George-based models

A number of models implemented in Heron make use of the George Gaussian process library which implements a number of simplifications to make the inversion of the covariance matrix required for GPR predictions more tractable.

The main model produced this way is HeronHODLR, which implements a fully-spinning BBH waveform model which is trained on waveform data from the Georgia Tech waveform catalogue.

All of the george-based models are contained in the heron.models.georgebased module.

HeronHODLR: A spinning, NR-trained waveform model

Ther HeronHODLR model implements a surrogate model for gravitational waveforms form binary black hole events with arbitrary spin parameters between a mass ratio of 1 and 8.

class heron.models.georgebased.HeronHodlr[source]

Produce a BBH waveform generator using the Hodlr method.

Methods

bilby(self, time, mass_1, mass_2, …) Return a waveform from the GPR in a format expected by the Bilby ecosystem
build(self[, mean, white_noise, tol]) Construct the GP object
distribution(self, p, times[, samples, …]) Return the mean waveform and the variance at a given location in the BBH parameter space.
eval(self) Prepare the model to be evaluated.
log_evidence(self, k, n) Evaluate the log-evidence of the model at a hyperparameter location k.
mean(self, p, times) Return the mean waveform at a given location in the BBH parameter space.
train(self) Prepare the model to be trained.

Heron2DHodlrIMR

This model is a 2D prototype waveform model trained on phenomenological sample waveforms. In contrast to the full HeronHODLR model, this model models only non-spinning waveforms between mass ratios of 1 and 10.

class heron.models.georgebased.Heron2dHodlrIMR[source]

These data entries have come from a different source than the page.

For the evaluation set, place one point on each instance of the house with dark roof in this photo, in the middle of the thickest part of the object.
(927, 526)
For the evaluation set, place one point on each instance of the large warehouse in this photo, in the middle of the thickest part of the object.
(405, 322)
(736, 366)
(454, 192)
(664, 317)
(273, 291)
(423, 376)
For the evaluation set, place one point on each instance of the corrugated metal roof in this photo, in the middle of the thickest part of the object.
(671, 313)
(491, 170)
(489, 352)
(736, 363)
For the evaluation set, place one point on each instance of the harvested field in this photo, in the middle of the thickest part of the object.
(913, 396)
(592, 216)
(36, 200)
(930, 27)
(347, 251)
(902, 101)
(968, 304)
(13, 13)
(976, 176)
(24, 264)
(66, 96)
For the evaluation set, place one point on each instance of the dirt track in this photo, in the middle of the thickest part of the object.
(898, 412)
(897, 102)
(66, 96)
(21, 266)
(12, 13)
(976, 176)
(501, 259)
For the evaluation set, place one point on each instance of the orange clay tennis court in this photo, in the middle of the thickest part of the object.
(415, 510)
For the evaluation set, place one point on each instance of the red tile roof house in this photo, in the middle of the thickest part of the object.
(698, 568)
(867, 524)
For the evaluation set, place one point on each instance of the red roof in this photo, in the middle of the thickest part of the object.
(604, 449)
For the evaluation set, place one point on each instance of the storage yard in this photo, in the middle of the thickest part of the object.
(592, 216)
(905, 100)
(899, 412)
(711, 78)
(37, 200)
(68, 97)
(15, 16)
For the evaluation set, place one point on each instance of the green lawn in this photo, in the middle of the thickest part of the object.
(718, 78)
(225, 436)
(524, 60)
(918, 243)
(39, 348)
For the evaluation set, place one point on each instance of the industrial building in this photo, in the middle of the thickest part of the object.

Produce a BBH waveform generator using the Hodlr method with IMRPhenomPv2 training data.

Methods

bilby(self, time, mass_1, mass_2, …) Return a waveform from the GPR in a format expected by the Bilby ecosystem
build(self[, mean, white_noise, tol]) Construct the GP object
distribution(self, p, times[, samples, …]) Return the mean waveform and the variance at a given location in the BBH parameter space.
eval(self) Prepare the model to be evaluated.
log_evidence(self, k, n) Evaluate the log-evidence of the model at a hyperparameter location k.
mean(self, p, times) Return the mean waveform at a given location in the BBH parameter space.
train(self) Prepare the model to be trained.